17 Seiten, Note: 1,3


Leseprobe


Gliederung

1. Einleitung

2. Helfende Beziehung

3. Historischer Abriss der Beziehungsarbeit

4. Aufbau und Gestaltung von Beziehung
4.1 Vertrauen
4.2 Kommunikation
4.3 Beziehungsarbeit ist Netzwerkarbeit

5. Bedeutung von Beziehung im erzieherischen Alltag

6. Bezugserzieher

7. Probleme in der Beziehungsarbeit

8. Zusammenfassung

Literaturverzeichnis

1. Einleitung

Die Heimerziehung in Deutschland hat sich im Laufe der Jahre gewandelt, von den ersten Waisenanstalten im 16. Jahrhundert über die durch Rousseau und Pestalozzi geprägten ersten familienorientierten Ansätze, die ideologische Erziehung im Dritten Reich bis hin zu heutigen verschiedensten Wohnformen, in denen Kinder und Jugendliche heute ein Zuhause finden.

Genauso hat sich auch die Bedeutung der Beziehungsarbeit innerhalb der stationären Erziehungshilfe geändert.

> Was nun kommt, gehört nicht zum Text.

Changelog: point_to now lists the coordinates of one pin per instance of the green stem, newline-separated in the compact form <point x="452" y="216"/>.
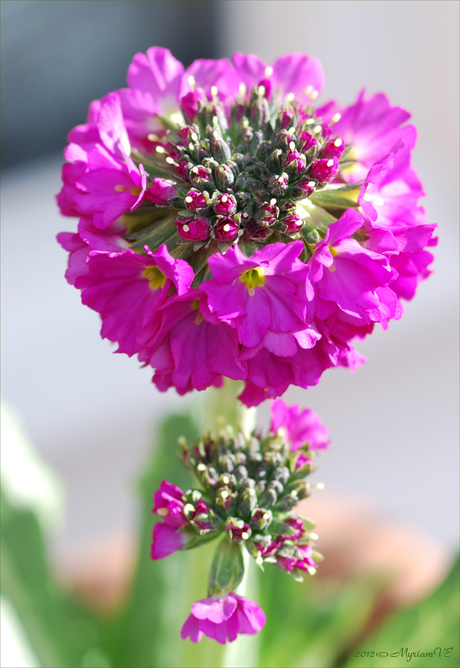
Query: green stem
<point x="222" y="405"/>
<point x="244" y="651"/>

Beziehungsstrukturen können sehr komplex und weitreichend sein. Jeder Mensch steht in der Mitte eines individuellen Netzes von Beziehungen und Kontakten zu verschiedenen Personen. Zu jedem Menschen in seinem sozialen Umfeld hat man eine individuelle Beziehung, sei es zu Familienangehörigen, Freunden, Mitschülern, Nachbarn oder pädagogischen Kräften.

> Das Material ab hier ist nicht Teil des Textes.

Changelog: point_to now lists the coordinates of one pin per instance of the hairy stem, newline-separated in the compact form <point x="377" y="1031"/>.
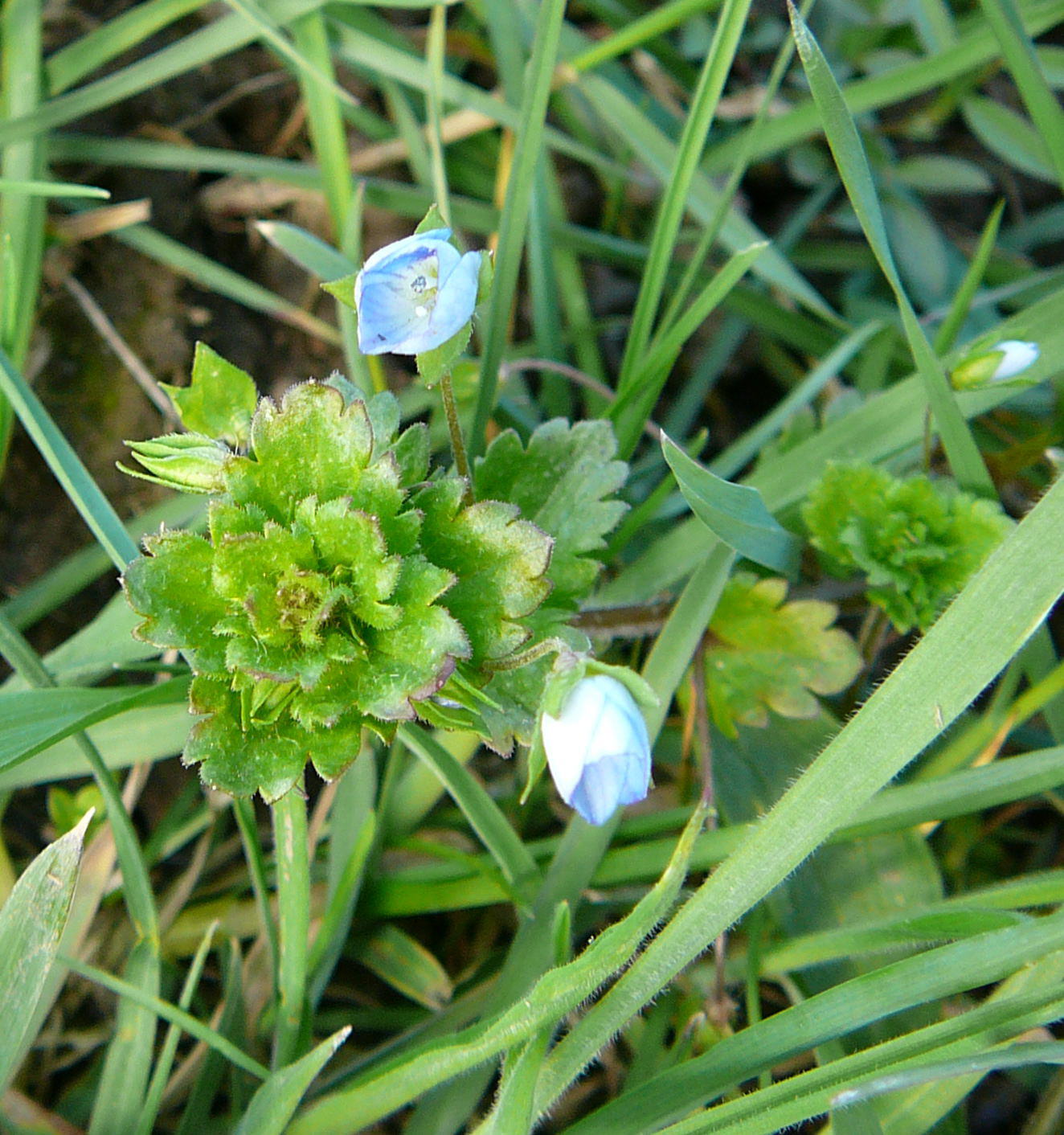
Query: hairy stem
<point x="454" y="427"/>
<point x="293" y="920"/>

In diesem Beitrag soll es vorwiegend um die Beziehung der Kinder und Jugendlichen zu den pädagogischen Fachkräften innerhalb der stationären Erziehungshilfe gehen.

Die Frage ist, in wie weit und für wen Beziehung wichtig ist. Was ist nötig um Beziehung zu gestalten? Und wie sollte man sich auf keinen Fall verhalten?

Auf diese und andere Aspekte soll im Folgenden näher eingegangen werden.

2. „Helfende Beziehung“

In der sozialen Arbeit gibt es den Begriff der „helfenden Beziehung“.

Dieser bezeichnet die „Gesamtheit der zwischen Klient(-System) und Sozialarbeiter in einem Hilfeprozess ablaufenden Interaktionen mit dem Ziel der psychosozialen Problemlösung für den Klienten“ (Bechtler, 2002, S.354).

Die „helfende Beziehung“ verläuft in verschiedenen Phasen. In der ersten Phase ist es die Aufgabe des Sozialarbeiters, das Vertrauen des Klienten zu gewinnen und ihn auf diesem Weg zu einer aktiven Mitarbeit zu motivieren. Der Sozialarbeiter und der Klient treffen Vereinbarungen über die Bedingungen und Ziele der weiteren Zusammenarbeit.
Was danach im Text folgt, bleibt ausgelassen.